In this post I explain what perplexity is and how it is used to parametrize t-SNE. This post is the second part of a tutorial on t-SNE. The first part introduces dimensionality reduction and presents the main ideas of t-SNE. This is where you should start if you are not already familiar with t-SNE.

### What is perplexity?

Before you read on, pick a number at random between 1 and 10 and ask yourself whether I can guess it. It looks like my chances are 1 in 10 so you may think “no there is no way”. In fact, there is a 28% chance that you chose the number 7, so my chances of guessing are higher than you may have thought initially. In this situation, the random variable is somewhat predictable but not completely. How could we quantify that?

To answer the questions, let us count the possible samples from this distribution. We ask $N$ people to choose a number at random between 1 and 10 and we record their answers $(x_1, x_2, \ldots, x_N)$. The number 1 shows up with probability $p_1 = 0.034$ so the total in the sample is approximately $n_1 = p_1 N$. The same holds for $n_2, \ldots, n_{10}$ that are computed from $p_2, \ldots, p_{10}$. Now, the number of ways to form a sample of size $N$ where the number 1 appears $n_1$ times, the number 2 appears $n_2$ times etc. is given by the multinomial coefficient $$\frac{N!}{n_1! n_2!\ldots n_{10}!}.$$ We can use the Stirling formula $x! \sim x^x e^{-x}\sqrt{2\pi x}$ to simplify the number above as $$2^{NH+O(\log N)} \text{ where } H = p_1 \log_2 \frac{1}{p_1} + \ldots + p_{10} \log_2 \frac{1}{p_{10}}.$$

The term $H$ is known as the binary entropy of the distribution, and we just showed that the number of samples of size $N$ from a distribution with entropy $H$ is approximately $2^{NH}$. In plain English, the entropy of a distribution measures how fast the combinatorics explode when you draw samples from this distribution.

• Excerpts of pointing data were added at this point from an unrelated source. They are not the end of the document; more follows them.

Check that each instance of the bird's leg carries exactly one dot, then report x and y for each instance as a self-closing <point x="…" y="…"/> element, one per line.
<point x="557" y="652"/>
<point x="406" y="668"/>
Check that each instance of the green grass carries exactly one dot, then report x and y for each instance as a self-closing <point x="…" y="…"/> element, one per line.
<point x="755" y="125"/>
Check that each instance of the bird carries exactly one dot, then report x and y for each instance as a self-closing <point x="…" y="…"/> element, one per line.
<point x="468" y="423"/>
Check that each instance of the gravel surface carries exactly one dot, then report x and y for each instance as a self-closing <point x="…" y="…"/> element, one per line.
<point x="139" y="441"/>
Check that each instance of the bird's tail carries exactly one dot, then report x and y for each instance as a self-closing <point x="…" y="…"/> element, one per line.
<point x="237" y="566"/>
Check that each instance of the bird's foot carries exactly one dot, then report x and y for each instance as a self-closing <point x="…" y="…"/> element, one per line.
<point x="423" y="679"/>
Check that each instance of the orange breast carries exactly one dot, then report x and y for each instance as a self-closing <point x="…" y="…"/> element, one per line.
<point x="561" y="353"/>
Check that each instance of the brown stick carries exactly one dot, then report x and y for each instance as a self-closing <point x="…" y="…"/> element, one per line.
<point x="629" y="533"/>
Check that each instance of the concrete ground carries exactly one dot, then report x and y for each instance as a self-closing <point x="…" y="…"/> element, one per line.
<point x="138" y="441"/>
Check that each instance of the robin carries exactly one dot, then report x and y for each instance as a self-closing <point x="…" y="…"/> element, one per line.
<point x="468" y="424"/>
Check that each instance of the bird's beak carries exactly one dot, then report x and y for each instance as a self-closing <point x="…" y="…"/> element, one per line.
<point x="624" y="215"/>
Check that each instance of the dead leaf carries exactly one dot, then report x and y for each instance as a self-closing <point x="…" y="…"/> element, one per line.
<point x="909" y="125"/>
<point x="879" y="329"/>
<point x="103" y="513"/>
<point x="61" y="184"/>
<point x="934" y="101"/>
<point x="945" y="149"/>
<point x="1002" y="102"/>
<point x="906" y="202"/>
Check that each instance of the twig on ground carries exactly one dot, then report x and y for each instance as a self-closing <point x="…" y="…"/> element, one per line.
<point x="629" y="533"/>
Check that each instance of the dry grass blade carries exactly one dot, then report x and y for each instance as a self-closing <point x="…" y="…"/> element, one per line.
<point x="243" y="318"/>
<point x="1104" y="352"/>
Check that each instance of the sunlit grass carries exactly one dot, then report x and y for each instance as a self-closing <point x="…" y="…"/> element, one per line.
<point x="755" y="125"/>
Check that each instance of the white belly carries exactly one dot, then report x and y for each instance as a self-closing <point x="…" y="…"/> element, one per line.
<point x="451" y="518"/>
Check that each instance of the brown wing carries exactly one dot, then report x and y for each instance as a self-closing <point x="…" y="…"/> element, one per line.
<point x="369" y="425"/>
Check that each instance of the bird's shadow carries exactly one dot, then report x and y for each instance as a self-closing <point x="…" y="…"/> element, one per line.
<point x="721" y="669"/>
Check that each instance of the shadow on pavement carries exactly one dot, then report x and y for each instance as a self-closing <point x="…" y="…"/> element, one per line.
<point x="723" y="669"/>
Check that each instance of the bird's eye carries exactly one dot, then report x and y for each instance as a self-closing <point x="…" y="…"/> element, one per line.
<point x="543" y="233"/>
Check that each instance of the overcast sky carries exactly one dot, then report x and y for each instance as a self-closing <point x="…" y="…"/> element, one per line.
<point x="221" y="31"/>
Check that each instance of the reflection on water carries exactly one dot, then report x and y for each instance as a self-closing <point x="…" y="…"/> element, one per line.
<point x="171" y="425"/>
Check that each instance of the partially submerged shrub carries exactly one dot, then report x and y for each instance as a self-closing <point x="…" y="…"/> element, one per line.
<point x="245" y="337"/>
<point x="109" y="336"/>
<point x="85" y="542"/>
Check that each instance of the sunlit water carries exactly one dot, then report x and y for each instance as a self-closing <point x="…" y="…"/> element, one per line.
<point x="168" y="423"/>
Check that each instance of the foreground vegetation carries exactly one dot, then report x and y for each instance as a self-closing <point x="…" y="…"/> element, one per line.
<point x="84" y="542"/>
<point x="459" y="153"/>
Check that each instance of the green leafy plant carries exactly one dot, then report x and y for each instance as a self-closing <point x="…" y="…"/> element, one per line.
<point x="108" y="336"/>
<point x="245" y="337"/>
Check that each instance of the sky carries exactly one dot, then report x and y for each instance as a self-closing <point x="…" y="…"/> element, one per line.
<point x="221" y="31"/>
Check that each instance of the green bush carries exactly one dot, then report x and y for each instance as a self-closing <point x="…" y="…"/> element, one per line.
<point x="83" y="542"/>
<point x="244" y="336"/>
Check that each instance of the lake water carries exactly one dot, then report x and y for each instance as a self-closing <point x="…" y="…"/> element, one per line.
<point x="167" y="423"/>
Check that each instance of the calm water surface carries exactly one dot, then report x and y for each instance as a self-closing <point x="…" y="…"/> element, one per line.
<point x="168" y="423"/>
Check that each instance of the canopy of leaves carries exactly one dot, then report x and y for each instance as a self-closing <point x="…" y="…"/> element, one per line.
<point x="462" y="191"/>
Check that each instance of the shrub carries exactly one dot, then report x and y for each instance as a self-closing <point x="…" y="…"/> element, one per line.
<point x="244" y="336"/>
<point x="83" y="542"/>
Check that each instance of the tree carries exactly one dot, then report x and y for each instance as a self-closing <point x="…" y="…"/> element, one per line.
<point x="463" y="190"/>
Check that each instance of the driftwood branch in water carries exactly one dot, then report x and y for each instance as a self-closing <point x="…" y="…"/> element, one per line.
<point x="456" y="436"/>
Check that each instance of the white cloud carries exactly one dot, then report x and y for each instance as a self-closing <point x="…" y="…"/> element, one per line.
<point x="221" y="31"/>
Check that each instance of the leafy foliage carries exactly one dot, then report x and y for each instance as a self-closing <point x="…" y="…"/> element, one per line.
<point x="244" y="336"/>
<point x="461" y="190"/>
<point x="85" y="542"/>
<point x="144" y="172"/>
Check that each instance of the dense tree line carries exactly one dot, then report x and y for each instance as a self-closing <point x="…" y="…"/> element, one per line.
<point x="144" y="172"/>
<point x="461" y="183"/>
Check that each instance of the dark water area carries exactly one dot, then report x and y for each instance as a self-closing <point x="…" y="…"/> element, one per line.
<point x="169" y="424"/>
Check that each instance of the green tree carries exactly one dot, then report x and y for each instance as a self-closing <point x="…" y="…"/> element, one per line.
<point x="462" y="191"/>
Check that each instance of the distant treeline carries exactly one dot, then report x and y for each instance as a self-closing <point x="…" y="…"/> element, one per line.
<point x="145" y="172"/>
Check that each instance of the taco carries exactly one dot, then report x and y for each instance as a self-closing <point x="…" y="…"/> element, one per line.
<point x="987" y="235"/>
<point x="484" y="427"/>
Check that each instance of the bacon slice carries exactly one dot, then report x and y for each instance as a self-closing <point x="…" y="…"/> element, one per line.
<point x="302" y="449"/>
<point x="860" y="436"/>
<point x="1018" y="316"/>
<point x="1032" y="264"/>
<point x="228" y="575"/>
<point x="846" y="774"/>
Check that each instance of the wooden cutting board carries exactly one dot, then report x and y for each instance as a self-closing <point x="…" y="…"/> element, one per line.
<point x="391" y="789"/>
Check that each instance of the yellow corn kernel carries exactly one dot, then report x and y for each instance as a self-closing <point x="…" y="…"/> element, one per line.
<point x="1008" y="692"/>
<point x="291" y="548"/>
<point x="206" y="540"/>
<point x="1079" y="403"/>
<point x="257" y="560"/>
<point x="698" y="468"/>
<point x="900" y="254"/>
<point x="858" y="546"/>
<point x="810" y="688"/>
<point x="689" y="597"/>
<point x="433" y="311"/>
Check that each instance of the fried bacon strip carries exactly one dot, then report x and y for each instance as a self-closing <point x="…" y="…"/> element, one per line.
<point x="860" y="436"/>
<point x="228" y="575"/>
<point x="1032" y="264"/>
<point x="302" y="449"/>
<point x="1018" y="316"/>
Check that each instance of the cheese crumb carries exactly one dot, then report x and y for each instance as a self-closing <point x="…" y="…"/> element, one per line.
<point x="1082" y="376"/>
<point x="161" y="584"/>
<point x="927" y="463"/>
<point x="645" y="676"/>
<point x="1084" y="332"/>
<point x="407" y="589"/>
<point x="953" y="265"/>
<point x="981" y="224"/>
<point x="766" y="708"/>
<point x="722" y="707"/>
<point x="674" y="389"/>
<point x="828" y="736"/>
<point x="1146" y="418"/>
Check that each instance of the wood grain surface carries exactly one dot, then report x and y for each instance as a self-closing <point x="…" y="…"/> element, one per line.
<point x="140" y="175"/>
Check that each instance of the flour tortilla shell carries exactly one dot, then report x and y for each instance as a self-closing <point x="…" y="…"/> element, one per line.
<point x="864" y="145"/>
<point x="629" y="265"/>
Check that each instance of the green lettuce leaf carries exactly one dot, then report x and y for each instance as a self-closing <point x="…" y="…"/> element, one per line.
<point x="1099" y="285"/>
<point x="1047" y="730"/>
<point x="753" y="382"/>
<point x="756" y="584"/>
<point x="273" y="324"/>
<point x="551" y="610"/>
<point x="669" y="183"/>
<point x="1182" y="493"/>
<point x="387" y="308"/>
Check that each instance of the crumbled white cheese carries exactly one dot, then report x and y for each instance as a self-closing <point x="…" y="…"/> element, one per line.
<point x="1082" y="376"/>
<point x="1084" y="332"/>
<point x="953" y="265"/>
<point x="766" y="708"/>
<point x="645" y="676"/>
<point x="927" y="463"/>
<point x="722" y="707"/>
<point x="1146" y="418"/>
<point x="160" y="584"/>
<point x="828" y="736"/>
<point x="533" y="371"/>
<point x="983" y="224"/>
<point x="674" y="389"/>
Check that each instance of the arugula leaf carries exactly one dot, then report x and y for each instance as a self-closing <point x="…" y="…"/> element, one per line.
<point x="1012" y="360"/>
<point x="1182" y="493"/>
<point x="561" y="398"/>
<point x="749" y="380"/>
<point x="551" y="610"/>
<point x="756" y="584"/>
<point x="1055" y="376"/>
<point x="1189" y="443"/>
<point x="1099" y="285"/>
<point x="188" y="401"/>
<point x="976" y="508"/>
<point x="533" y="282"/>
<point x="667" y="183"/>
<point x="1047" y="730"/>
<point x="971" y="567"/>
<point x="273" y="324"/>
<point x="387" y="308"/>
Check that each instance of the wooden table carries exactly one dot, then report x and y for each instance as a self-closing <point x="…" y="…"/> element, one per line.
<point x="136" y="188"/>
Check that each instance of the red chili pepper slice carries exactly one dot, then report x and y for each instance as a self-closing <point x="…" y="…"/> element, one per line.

It is thus natural to consider the rate of exponential increase $2^{H}$. It can be thought of as the number of samples of size 1, or more intuitively the effective size of the random set (the size of a uniform random set with the same entropy). This term is called the perplexity and it is just an alternative way of measuring the entropy.

Back to our example, the entropy of the human random choice is approximately 3.053 bits, and the perplexity is approximately 8.30. Even if 10 options are available, humans behave as if they were choosing from only 8 (actually just a little higher). This is of course an approximation, but it gives the main idea of what perplexity stands for and how to interpret it. This also shows how it can be used to quantify how predictable a random variable is.

### Perplexity in t-SNE

It is important for t-SNE that each point gets approximately the same number of neighbors, otherwise the projection will come out wrong. For instance, imagine a dense set of points lying on a sphere in high dimension, plus one single point at the center. If the sphere is large, the point at the center has no neighbor. In the projected space, the points on the sphere will form a compact mass, but the point at the center is not their neighbor so it will be projected far away. Ideally, we would like this point to remain at the center after the projection, but for this, it must be the neighbor of the points on the sphere.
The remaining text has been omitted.